Kathryn Lilley said...

I don't know what exact place I most loved getting coffee--all I know is that it was at a cafe in Paris, circa 1979, then 1988, then 1992, then...

If only I could return to Paris more frequently than once every decade!

Ann said...

Ah, Paris. A long way to go for coffee, but I'd make the sacrifice!

Joanna Campbell Slan said...


My husband just ordered a new machine for making lattes. We're loving the coffee from Kaldi's lately. But the first time I had great coffee was a hotel in Italy. The real cream, ah, it made me a believer!


Ann said...

Hello Joanna!
I've thought about buying one of those home machines ... But (true confession, here) although I love to drink coffee, I can't make a decent cup, so leave the brewing to my husband-the- chemist (precise measurements must be the key, I think). I see there are Kaldi coffeehouses in Missouri... I'll add them to my list for the future!
Hmmm. It just occurred to me: Some mountaineers set goals of climbing the highest peak in each state. Maybe I could set a goal of finding the best latte in each state. Of course, "best" is subjective, here...
Real cream... (sigh) ... I miss it!
-- Ann

Jean xo said...

Great Blog, Ann, Camille better watch out! Also, don't tell her, but, I like Border's coffee, too,along with many others as long as they're strong and flavorful!

Ann said...

Thanks, Jean!
Just so happens, Camille and I are "Peet's Pals" ... we are quite sympatico in our caffeine preferences, but I'd never dare to attempt making those cute mini-thingies she creates... I'd have glue everywhere, and nothing much to show for it! :-)
On coffee's essential essence, I (and my protagonist Inez) agree with you ... strong and lots of it does the trick.
Now, hotel coffee... that's a sorry story.

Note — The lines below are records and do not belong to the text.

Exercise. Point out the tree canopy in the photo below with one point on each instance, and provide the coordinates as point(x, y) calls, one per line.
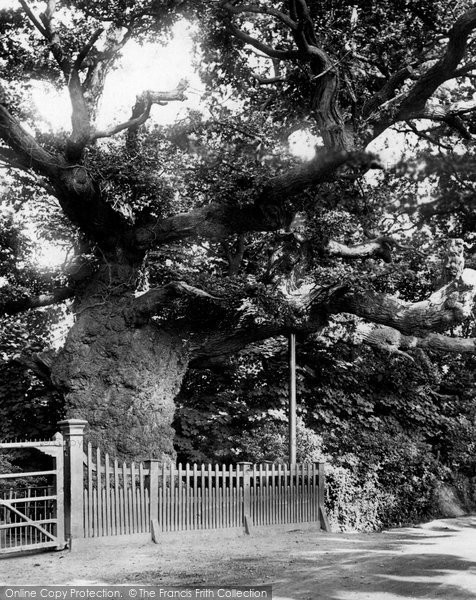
point(188, 243)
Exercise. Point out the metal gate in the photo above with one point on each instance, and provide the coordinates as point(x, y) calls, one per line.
point(32, 503)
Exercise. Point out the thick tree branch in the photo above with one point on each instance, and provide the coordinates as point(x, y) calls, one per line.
point(47, 29)
point(28, 150)
point(444, 309)
point(443, 70)
point(392, 341)
point(269, 212)
point(141, 110)
point(11, 307)
point(262, 47)
point(151, 302)
point(261, 10)
point(380, 247)
point(83, 53)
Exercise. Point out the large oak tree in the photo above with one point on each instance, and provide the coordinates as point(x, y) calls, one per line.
point(184, 235)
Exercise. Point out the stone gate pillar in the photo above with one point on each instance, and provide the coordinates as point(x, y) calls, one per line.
point(73, 435)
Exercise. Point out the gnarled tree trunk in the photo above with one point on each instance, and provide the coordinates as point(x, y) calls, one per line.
point(122, 378)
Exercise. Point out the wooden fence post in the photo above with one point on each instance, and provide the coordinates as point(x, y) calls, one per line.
point(324, 521)
point(153, 466)
point(246, 467)
point(73, 435)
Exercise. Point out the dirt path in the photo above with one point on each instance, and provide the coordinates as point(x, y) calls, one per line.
point(434, 561)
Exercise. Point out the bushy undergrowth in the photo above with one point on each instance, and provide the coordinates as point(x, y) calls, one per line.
point(382, 479)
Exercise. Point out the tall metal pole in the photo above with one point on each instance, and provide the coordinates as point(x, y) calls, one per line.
point(292, 398)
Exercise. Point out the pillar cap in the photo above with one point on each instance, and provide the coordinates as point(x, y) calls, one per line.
point(72, 425)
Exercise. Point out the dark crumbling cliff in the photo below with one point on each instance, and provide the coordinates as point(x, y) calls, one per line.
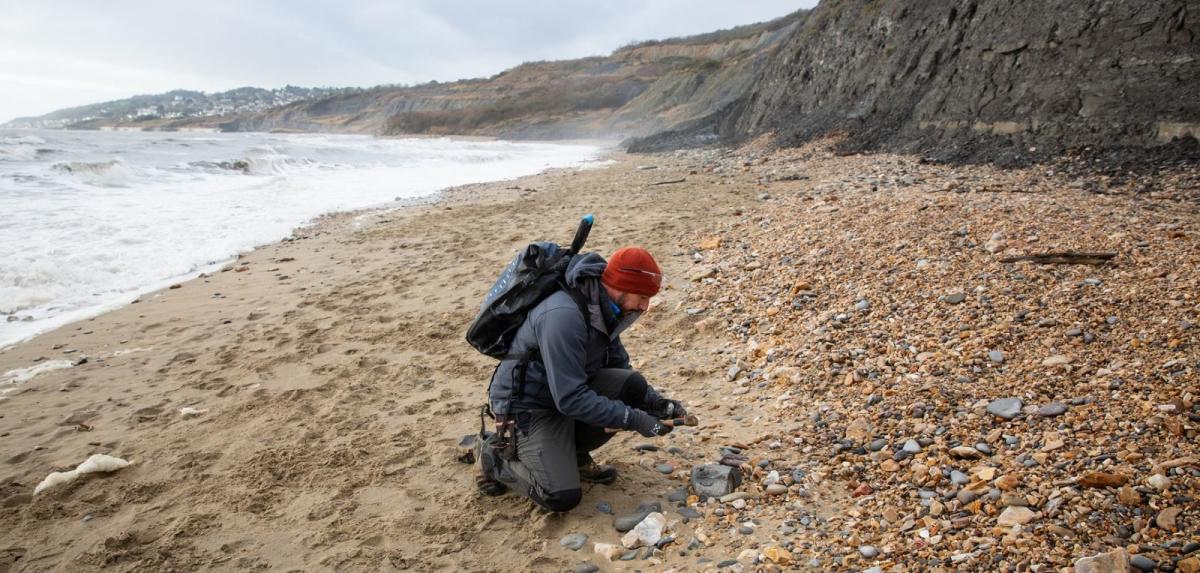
point(979, 79)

I don't think I've ever been to a conference that's had decent coffee. But, if there's nothing else around within walking distance, I'll drink it. Guess that makes me truly possessed!
-- Ann

Josefine said...

Reading your post Ann, I really miss my college days in the U.S. Even tough we have great coffeehouses in Sweden it never feels the same as it did in the U.S, two very different coffee cultures. Then of course when you reach the continent, nothing beats un cafe in Paris.

©Hotbutton Press said...

My current favorite coffeehouse is Agia Sophia in Colorado Springs. I've also discovered the wonders of coffee syrup... an entire pound of coffee that's cold-processed and stored in a carafe in the fridge. (I bought mine at Borders.) Just add a few shots to boiling water and yum! Just like barista espresso with total strength control and always tastes like fresh-brewed.

Ann said...

Hello Josefine ...
Swedish coffeehouses... Now I'm curious: How are they different? Don't people sit around with their coffees, work on their laptops and read newspapers, or ...?

And Howdy "hotbutton press" ... I know who you are! ;-)
I'll have to try that coffee syrup. It sounds a little strange, but I'm always game for an experiment in coffee!
I don't think I've been to Agia Sophia... have I? What was that neat little bakery in Manitou Springs...? They had good coffee too (and pastries, yum).